O tema principal do poema é o Amor. Camões, como todo grande poeta, usou essa temática para compor muitos de seus poemas; e não foi diferente nos presentes versos que serão aqui analisados.

Durante todo o corpo do soneto, podemos perceber que o poeta português usou certas estratégias de construção poética, as chamadas FIGURAS DE LINGUAGEM, para criar os famosos versos.
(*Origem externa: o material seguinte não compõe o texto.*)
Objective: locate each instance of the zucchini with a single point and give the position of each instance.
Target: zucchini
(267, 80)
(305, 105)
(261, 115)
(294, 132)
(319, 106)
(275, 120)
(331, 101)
Na primeira estrofe, o Paradoxo, uma figura de pensamento, é visto nos dois primeiros versos e no último, já que Camões utiliza elementos que se fundem e ao mesmo tempo se excluem na construção dos mesmos – “é ferida que dói e não se sente; é dor que desatina sem doer."; mais um paradoxo podemos ver no terceiro verso – “contentamento descontente”.
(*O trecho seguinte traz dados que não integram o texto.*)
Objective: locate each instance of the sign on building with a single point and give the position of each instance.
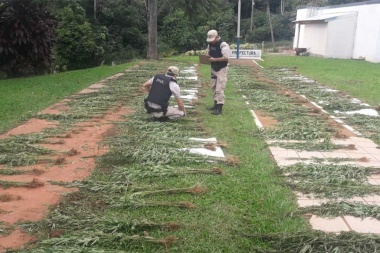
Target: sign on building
(246, 54)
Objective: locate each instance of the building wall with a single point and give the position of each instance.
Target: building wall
(341, 38)
(315, 37)
(366, 43)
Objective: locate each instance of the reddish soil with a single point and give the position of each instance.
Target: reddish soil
(78, 149)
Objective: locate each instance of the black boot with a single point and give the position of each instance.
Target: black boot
(213, 107)
(218, 109)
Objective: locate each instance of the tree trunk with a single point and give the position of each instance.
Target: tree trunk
(251, 26)
(282, 7)
(94, 9)
(270, 26)
(152, 53)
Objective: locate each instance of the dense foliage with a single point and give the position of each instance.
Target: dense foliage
(26, 38)
(91, 32)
É possível ver também a Elipse, uma figura de construção que altera a sintaxe das orações contidas nos versos e que se caracteriza pela ausência do sujeito no processo enunciativo. A palavra AMOR aparece no primeiro verso e depois é omitida nos três próximos versos, o que não anula a presença de mais uma figura, a Metáfora. Quando Camões utiliza o verbo de ligação é nos quatros versos, ele utiliza-o para ligar o AMOR aos predicativos/qualidades que vêm após o primeiro verbo de cada verso.
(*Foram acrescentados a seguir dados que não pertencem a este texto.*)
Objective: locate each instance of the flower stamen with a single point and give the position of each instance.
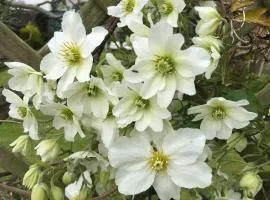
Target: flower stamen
(165, 65)
(129, 5)
(66, 114)
(71, 54)
(141, 103)
(22, 111)
(159, 161)
(92, 90)
(166, 8)
(219, 113)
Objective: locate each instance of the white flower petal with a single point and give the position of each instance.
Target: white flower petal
(52, 66)
(99, 106)
(152, 86)
(224, 133)
(240, 114)
(12, 98)
(134, 157)
(165, 188)
(65, 81)
(30, 125)
(83, 71)
(172, 18)
(195, 58)
(93, 40)
(165, 96)
(109, 130)
(185, 85)
(184, 147)
(114, 11)
(210, 126)
(135, 182)
(191, 176)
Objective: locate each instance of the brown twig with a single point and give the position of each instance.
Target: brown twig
(223, 8)
(15, 190)
(31, 7)
(103, 196)
(111, 26)
(28, 194)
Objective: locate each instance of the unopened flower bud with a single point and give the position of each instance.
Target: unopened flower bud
(251, 182)
(40, 192)
(31, 177)
(68, 178)
(48, 150)
(56, 193)
(83, 194)
(104, 177)
(23, 145)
Outra figura presente é a anáfora, que consiste na repetição da mesma palavra no início dos versos; neste caso, a partícula que se repete é a palavra É. Podemos ver que o autor usou esse recurso estilístico na construção dos dois quartetos e do primeiro terceto. Mas não é apenas a Anáfora que se encontra repetida na segunda e na terceira estrofe; o paradoxo encontra-se novamente no verso É UM ANDAR SOLITÁRIO ENTRE A GENTE; a antítese em É UM CUIDAR QUE GANHA EM SE PERDER; este último verso é interessante, já que pode ser visto por dois ângulos: se formos analisar o verso pelo emprego das palavras GANHAR e PERDER, temos uma antítese, como mencionado, mas se formos analisar do ponto de vista lógico, temos novamente um paradoxo, visto que GANHAR e PERDER são duas ideias que se anulam, aparentando haver um conflito de ideias. Mas essa dualidade entre opostos viria a ser mais abordada no período após o renascimento, no barroco, época das grandes crises existenciais advindas com a reforma protestante. Embora haja alguns paradoxos, a racionalidade é uma das grandes características da época em que viveu o poeta, e Camões, sendo um poeta do período renascentista, ou seja, tendo a racionalidade como um dos principais fatores que permeavam as ideias do momento histórico literário - uma vez que a velha visão de mundo sob a ótica medieval não estava mais em voga - tinha assim a lógica orbitando seus pensamentos.

Sendo assim, o Silogismo, que é a estrutura básica de um argumento ou um raciocínio dedutivo para se chegar a uma conclusão lógica através de duas ou mais proposições – também conhecidas como premissas - foi usado pelo autor português. Podemos perceber que o primeiro quarteto serve como uma tese sobre o que é o amor, como se o autor quisesse racionalizar sobre esse sentimento universal, fazer algo que de certa forma soa como um paradoxo, já que, como diria Blaise Pascal “o amor tem razões que a própria razão desconhece”. As duas estrofes seguintes – segundo quarteto e primeiro terceto – servem como uma contraposição da primeira estrofe, ou seja, funcionam como antíteses da ideia introdutória sobre o amor contida na primeira estrofe. Desta forma, a última estrofe tem um caráter de conclusão, de síntese da ideia que Camões tinha do amor.